Thursday, November 28, 2013

Bottom of the Slippery Slope

Over at Jester's Trek, he has a post called Slippery Slope in which he asks the question if providing out of game services for ISK is the start of a slippery slope:

Let's take it a step further. I don't own a hosting company. But I do have $500. Let's suppose that I'm willing to pay the hosting charges for this massive EVE gambling site. I go to the operators of this gambling website and they're amenable to giving me 50 billion ISK per year for website hosting. I go to a hosting company I know, and I buy a dedicated hosting server. I then advertise it in Sell Orders with a somewhat misleading post title. The operator of this gambling site then replies to my post saying that he wants to buy my services with ISK. We then let the post fall far down into the invisible pit of thousands of other Sell Order posts.
The gambling site gets their hosting. I get 50 billion ISK -- $1500 worth of ISK -- for $500. Is this legal? Or is it RMT?
Not so fast.
When you buy a kill-board from EVSCO (which hundreds, if not thousands of EVE players, corps, and alliances have done), you pay ISK for the in-game service, which is legal. The owners of EVSCO then pay for the website hosting of your kill-board. As their in-game business has expanded, I'm quite sure they've had to pay more RL money to their hosting company to host all those kill-boards and deal with the demand. EVSCO pays RL money and in return receives large amounts of ISK from hundreds of EVE players, corps, and alliances. Same question: is that legal? Or is it RMT?
Don't be alarmed. That sensation you're experiencing is just the slippery slope.
The summary of what I'm going to write can be written as thus: We are at the bottom of the slippery slope already, the issue has been decided. We have been at the bottom for so long some of us don't even recognize it and are taken aback when they look around and see where they are.

OK, now that the conclusion is out of the way, let's write the post.

Real Money Trading, aka RMT, is both legal and illegal in EVE Online. Legal RMT started with the allowed selling of Eve Time Codes on the forums back in the history of time, at least 7 years ago, and continued with the allowed selling of characters in the bazaar and more recently the allowed selling of out of game services. The fact you can get 600 million ISK for about $15 or, as in Ripard's example above, 50 billion ISK for $500 is irrelevant. Its legal in this game and the start of the slippery slope was the eve time codes; everything thereafter was simply applying the same principle.

What is that principle? Quite simply put, CPP is OK with someone giving money for ISK as long as someone else cannot sell ISK for money. As long as the transactions do not make a profit for a person in the 'community', then its a legal transaction.
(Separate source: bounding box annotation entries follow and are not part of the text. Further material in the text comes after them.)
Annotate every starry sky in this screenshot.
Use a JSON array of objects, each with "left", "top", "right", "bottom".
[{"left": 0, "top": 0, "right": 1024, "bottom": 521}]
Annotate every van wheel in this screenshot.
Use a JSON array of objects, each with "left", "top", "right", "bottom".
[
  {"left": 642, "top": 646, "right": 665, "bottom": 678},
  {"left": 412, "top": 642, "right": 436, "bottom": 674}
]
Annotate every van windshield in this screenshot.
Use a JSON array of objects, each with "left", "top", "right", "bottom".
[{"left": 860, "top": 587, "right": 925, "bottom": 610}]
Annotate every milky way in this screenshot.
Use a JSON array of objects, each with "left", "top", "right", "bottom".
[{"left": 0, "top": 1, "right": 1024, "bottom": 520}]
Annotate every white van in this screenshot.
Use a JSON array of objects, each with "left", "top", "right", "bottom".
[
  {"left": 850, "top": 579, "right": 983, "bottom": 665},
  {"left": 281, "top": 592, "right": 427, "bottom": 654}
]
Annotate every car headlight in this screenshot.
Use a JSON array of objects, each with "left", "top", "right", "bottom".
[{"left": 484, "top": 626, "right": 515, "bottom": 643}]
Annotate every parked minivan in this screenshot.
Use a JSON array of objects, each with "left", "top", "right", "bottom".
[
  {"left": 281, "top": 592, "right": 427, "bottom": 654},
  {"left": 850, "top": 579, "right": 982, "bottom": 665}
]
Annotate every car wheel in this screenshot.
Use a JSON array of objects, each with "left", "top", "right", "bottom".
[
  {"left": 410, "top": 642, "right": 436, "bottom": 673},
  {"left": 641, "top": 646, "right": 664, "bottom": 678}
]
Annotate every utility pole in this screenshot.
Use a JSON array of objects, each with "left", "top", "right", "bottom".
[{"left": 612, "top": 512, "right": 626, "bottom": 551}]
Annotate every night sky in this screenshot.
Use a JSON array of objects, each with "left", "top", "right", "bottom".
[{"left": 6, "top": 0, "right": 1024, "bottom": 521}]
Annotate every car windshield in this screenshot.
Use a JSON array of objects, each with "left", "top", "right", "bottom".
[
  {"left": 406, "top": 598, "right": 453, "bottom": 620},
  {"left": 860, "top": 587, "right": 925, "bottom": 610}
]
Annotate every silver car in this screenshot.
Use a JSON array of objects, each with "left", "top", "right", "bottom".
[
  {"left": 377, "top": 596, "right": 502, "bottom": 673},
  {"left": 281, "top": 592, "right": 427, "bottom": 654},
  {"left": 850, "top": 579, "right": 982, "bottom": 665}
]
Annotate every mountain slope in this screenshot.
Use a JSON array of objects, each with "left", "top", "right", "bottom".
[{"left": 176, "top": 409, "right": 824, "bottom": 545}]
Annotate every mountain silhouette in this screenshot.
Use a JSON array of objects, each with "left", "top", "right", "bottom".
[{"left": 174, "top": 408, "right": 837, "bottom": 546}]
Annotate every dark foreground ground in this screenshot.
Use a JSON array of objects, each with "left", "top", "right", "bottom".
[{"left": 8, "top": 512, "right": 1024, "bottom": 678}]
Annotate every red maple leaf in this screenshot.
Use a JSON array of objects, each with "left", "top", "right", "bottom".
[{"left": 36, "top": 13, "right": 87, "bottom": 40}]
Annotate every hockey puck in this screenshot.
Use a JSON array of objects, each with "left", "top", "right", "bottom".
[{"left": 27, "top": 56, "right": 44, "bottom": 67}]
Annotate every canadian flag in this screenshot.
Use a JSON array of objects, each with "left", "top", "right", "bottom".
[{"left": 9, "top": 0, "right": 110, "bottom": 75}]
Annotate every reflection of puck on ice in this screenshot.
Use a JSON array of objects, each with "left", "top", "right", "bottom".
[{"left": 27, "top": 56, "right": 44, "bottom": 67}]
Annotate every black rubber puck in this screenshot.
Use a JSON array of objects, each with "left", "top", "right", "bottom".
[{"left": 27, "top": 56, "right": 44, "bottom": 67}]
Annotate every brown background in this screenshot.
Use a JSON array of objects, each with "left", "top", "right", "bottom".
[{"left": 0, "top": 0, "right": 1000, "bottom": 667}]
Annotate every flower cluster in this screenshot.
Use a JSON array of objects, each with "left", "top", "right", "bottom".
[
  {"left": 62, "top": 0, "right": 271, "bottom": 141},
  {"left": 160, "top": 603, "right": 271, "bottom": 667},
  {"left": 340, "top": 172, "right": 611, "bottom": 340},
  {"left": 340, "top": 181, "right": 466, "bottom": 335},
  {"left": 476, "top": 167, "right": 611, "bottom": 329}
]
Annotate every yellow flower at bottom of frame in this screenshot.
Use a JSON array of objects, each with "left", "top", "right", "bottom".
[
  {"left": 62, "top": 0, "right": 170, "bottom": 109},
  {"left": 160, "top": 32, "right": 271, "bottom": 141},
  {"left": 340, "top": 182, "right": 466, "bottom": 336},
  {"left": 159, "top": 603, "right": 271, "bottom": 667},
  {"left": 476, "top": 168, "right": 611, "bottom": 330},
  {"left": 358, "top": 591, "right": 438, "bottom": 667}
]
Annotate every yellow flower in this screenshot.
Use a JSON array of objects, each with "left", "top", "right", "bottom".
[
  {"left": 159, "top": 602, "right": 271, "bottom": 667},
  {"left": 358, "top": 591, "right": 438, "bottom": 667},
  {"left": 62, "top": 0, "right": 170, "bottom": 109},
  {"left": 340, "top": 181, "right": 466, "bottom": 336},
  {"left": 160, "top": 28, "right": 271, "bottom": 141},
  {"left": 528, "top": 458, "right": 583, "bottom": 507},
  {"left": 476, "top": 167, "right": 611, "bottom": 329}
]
The reason people are not allowed to sell ISK for real money profit is that it quickly becomes a business more interested in acquiring ISK to sell in greater quantities and thus encourages game damaging behaviours like farming, botting, and account hacking. In Ripard's example above, no one's real money wallet is at a higher balance other than the hosting company who is not part of the community and sold server time and thus has no interest in engaging in game damaging activities.

So RMT is alive and well and legal in EVE in certain scenarios, even if the implications of that bother people as they look at the scope it can take on.

Now the far more interesting question is if the legal RMT, all of it from time codes to hosting-for-ISK deals, is good for the game or not.

2 comments:

  1. Cash for ISK - no problem

    ISK for cash - problem

    The difference is huge.

    ReplyDelete
  2. Great post! I feel like I'm starting to fall behind the subject.